Upaya marjinalisasi secara struktural wacana bercorak sufistik/tharikat oleh aparat ideologi arus wacana dominan ini tidak atau belum menimpa arus wacana lain karena dipandang belum merupakan ancaman nyata terhadap kemapanan dominasi ideologi Muhammadiyah. Sehingga mereka nampak masih diberi sedikit ruang toleransi. Secara sistemik kognisi publik civitas akademika digiring (paksa) kepada satu pemahaman bahwa memang sudah selayaknya ideologi Muhammadiyah menjadi mazhab resmi pemikiran keagamaan dalam ranah civitas akademika.
Relasi Kuasa dalam Wacana
Reka cipta pewacanaan tunggal ini tidak memberi ruang ekspresi serta gerak yang leluasa bagi tumbuhnya benih-benih dominasi wacana-wacana diluar mainstreamnya.

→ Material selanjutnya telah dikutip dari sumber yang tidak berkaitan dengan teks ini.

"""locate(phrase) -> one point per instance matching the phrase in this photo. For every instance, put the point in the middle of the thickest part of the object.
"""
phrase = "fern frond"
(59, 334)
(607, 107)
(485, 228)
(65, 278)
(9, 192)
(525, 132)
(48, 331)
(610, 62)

Marjinalisasi arus wacana tertentu melalui jalur resmi verifikasi birokrasi diatas terjadi secara perlahan namun pasti. Hemat penulis, konsistensi pemikiran Muhammadiyah sebagai ideologi gerakan berubah menjadi wacana dominan-hegemonik bukan semata masalah kepentingan pengamanan otoritas ideologi Muhammadiyah, namun terkait erat dengan relasi kuasa dan patron client. Relasi kuasa dimaknai dalam konteks ini adanya kepentingan untuk menundukan arus wacana tertentu dengan motif ideologis, politis dan kekuasaan. Client sendiri menjadi dampak logis dari adanya proses penundukan yang mengisyaratkan adanya ketergantungan, balas jasa dan imperiority complex dihadapan patron.
Relasi kuasa dalam dominasi ideologi Muhammadiyah terhadap arus wacana lain sangat tidak menguntungkan bagi kelangsungan dialektika wacana keilmuan dan keislaman. Kondisi ini tentunya tidak sehat kalau terus dibiarkan karena akan terjadi pembusukan akademik plus struktural dalam tubuh birokrasi kampus. Dampak yang akan mengemuka adalah lenyapnya spirit ilmiah dari civitas akademika Muhammadiyah dan keislaman Indonesia pada umumnya. Kekuatan-kekuatan wacana yang lain tentunya menjadi tumpuan harapan untuk memunculkan daya kritik sosial sehingga memunculkan kekuatan wacana tanding dalam pergumulan kedua variabel tersebut. Kasus “inkuisisi” garis wacana bercorak sufistik/tharikat oleh kekuatan wacana yang mengklaim bahwa Muhammadiyah adalah ideologi resmi pada baru-baru ini sudah selayaknya menjadi refleksi betapa maturitas wacana keagamaan civitas akademika masih belum teruji. Padahal lembaga pendidikan tinggi akan tumbuh menjadi pusat pengembangan akademik-ilmiah jika ditopang oleh semangat toleransi, demokrasi, pluralisme dan tradisi kritik. Akhirnya, selamat merayakan hari jadi (refleksi) yang ke 44 kepada civitas akademika Univeristas Muhammadiyah Surakarta.